To get to the core of multi-factor authentication (MFA) and why it’s such an important security feature, we caught up with Michael Kaiser, the Executive Director of the National Cyber Security Alliance (NCSA). Mr. Kaiser graciously sat down with us for our inaugural coffee chat – a new series on the NSTIC Notes Blog. In this series, we’ll hear from various leaders in the identity community as they share unique perspectives—in their own words—on essential identity topics. See our questions and his answers, below.*
What is MFA, and why is it important?
MFA is, most simply, a way of providing additional security by using another factor in addition to your username and password to log in to an account. Multi-factor – sometimes referred to as two-step or two-factor – authentication or verification, can be any number of things: a biometric (such as a fingerprint, eye scan or gesture), a text message with a one-time code sent to your phone, a token that generates a one-time-use password or just your phone itself, because your phone has a unique ID. MFA is an extremely important emerging way to increase account security. The new forms of authentication are critical to building a safer, more secure and trusted Internet. Logging in with a username and password, the primary way people access online accounts, has been around since the dawn of the Internet. It was never meant to be a primary form of security but has become the key to entry. It doesn’t work for a variety of reasons. In most cases, your username is your email address, which is likely not a secret, and we know a couple of things about passwords. First, they can be stolen whether from hacking into a website or system or using a service that captures consumers’ keystrokes. Second, good password practices require passwords that are long, strong, and unique for all accounts. Time and time again consumers have shown that they choose not to make strong passwords because they are inconvenient and hard to remember. For several years running the most used passwords have included “password” and “1234567.” The bad guys know this, making passwords easy to harvest or guess. MFA adds another layer to the login process that provides significantly more security to your accounts.
What would you say to people who say MFA is too time consuming or inconvenient? Do the benefits outweigh the extra cost?
The benefit of the increased security vastly outweighs the additional effort to implement it. For example, requiring a second factor like a text message to your phone makes it very hard for the bad guys to break into your account unless they have your phone in their possession, and that’s what makes it so much more secure. The time it takes to turn on and use MFA is not significant, and there are ways to make it easier to manage. For example, some of the email applications that use a text message code don’t require you to add the factor every single time; you can set MFA to remember your device, so that you are only prompted to enter a code when logging in from a different device or location or once every 30 days. As time goes on, and the technology improves, it will get easier and more convenient to use this kind of security technology, because it will work more seamlessly with the devices and websites that people are using and/or you’ll be able to use similar techniques across many, many sites and services.
The National Cyber Security Alliance (NCSA) has a few campaigns related to MFA – what are they?
Our primary campaign on this is called Two Steps Ahead, and it really reflects on what we feel – there’s a play on words about using two-step or MFA, but we also believe in a very positive sense that people who implement these technologies to be more secure are actually getting ahead. If a criminal comes across one account that has a username and password only and another account that has a username, a password and MFA, the criminal will be more likely to go after the former because it’s less work for them. The Two Steps Ahead campaign has held events in more than 20 places across the country over the last couple of years, and we’ll be in 15 to 20 cities in 2016. These events are designed to teach people about MFA and how to enable it and share insight on staying safe and secure online. Additionally, in 2015 we started a social media campaign called #2FactorTuesday, which falls on the first Tuesday of each month. Each #2FactorTuesday, we work with private- and public-sector partners to share events, resources and content related to authentication, aiming to increase the adoption of MFA as a means to protect online accounts.
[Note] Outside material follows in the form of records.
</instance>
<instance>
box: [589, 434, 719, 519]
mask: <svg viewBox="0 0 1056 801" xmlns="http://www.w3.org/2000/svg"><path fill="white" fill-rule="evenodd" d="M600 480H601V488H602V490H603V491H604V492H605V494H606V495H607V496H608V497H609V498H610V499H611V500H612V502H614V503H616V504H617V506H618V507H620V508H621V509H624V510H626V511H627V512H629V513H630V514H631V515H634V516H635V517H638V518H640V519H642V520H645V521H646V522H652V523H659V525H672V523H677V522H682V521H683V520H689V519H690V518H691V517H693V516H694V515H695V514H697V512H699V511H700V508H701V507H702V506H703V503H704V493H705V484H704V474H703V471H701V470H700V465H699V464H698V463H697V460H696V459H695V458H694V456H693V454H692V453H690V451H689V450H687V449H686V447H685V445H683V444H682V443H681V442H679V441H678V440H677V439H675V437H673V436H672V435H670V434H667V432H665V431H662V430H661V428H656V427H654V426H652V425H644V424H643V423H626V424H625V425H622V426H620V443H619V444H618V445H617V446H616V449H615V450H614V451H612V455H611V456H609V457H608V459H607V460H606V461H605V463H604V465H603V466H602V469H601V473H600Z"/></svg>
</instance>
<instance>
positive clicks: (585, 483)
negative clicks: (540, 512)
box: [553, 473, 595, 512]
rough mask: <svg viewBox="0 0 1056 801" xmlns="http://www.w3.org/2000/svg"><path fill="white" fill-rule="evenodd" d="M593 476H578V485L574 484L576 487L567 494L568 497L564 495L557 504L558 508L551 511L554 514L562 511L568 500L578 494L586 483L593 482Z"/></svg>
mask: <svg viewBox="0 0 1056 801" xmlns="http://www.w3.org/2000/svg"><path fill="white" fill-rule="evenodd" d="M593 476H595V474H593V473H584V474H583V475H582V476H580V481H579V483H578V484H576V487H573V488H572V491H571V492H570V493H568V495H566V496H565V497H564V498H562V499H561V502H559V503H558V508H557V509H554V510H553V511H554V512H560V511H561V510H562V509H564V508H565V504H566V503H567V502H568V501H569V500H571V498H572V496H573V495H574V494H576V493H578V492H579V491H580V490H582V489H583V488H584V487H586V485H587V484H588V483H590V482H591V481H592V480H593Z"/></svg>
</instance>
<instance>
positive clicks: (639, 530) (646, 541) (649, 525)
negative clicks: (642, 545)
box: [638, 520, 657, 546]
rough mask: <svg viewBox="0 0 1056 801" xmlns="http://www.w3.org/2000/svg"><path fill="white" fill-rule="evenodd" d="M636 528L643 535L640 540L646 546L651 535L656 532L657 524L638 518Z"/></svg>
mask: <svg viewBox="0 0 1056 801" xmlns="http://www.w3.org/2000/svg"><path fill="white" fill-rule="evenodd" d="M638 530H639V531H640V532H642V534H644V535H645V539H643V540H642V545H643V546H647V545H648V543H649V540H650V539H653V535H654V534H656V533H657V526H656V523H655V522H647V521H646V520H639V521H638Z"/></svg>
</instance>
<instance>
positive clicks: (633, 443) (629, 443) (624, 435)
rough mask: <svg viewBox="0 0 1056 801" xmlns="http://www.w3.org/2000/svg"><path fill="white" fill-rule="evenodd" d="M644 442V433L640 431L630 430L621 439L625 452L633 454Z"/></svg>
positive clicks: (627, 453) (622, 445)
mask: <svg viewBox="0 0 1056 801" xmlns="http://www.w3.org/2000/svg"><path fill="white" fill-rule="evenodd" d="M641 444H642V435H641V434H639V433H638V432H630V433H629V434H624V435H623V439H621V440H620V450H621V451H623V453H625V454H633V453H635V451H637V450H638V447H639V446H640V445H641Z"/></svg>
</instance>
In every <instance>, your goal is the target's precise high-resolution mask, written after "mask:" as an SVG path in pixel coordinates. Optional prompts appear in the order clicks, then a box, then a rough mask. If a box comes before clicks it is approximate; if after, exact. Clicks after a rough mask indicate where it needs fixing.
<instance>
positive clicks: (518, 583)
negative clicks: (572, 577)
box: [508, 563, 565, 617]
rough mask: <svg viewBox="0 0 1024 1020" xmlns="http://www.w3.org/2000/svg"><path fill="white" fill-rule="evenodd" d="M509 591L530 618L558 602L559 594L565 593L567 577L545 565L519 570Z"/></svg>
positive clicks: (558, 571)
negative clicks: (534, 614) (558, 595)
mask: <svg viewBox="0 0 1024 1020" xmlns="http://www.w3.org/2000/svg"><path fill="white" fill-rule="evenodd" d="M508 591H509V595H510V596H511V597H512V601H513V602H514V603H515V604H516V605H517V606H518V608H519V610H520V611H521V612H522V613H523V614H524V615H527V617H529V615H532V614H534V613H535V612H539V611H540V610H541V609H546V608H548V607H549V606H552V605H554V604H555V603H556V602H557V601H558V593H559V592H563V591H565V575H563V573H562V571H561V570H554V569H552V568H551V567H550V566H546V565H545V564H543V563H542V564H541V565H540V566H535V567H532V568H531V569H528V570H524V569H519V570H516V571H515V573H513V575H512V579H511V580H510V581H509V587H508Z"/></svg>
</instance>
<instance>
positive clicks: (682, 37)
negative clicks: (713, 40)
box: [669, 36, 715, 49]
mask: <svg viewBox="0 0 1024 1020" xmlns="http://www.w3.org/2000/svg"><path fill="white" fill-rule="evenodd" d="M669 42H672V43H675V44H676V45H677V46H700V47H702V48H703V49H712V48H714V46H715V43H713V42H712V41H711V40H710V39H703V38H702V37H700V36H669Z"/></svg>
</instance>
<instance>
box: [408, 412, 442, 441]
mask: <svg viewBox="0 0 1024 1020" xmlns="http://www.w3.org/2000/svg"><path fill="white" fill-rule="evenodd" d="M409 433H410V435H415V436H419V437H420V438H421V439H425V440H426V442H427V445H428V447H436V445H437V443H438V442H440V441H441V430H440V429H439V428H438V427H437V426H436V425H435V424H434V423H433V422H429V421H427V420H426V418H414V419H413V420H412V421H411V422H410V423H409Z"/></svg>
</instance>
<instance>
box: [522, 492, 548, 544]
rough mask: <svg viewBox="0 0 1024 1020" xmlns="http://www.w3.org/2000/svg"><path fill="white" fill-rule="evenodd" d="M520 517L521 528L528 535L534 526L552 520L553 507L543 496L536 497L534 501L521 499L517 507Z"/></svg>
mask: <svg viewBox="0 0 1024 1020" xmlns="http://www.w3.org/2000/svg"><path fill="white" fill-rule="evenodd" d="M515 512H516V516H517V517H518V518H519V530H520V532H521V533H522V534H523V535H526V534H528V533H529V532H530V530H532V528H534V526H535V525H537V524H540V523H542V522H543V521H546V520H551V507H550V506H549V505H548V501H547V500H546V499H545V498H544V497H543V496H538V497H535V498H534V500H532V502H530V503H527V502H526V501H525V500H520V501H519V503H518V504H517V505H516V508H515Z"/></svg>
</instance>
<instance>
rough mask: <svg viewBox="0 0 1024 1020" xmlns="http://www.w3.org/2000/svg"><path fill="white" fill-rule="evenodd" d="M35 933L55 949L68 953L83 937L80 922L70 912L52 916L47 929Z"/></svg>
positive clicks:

What are some ways that the average person can incorporate MFA into his or her online routine?
The starting place for anybody is to turn on MFA for your email account. Almost all of the major email providers offer some form of MFA or two-factor authentication service. The reason that consumers should start here is that for any account that uses a username and password, the password reset process normally starts with an email sent to your email address to verify your account. Therefore, if your email account gets hacked because of weak security, you could basically be providing access to all of your other accounts that have password reset as the way to gain reentry. Additionally, people are concerned about protecting their money, so it’s recommended that you look into the MFA options that your financial institutions may offer or how they may provide enhanced login security. You can learn more about how to implement MFA on your online accounts by visiting https://stopthinkconnect.org/2stepsahead. On this page, we provide links to many of the services on the web that already offer MFA or two-step authentication tools for clients and how to enable these features.
* The views expressed in this post do not necessarily reflect the views of NIST or the NSTIC NPO; they are solely the opinions of the experts interviewed.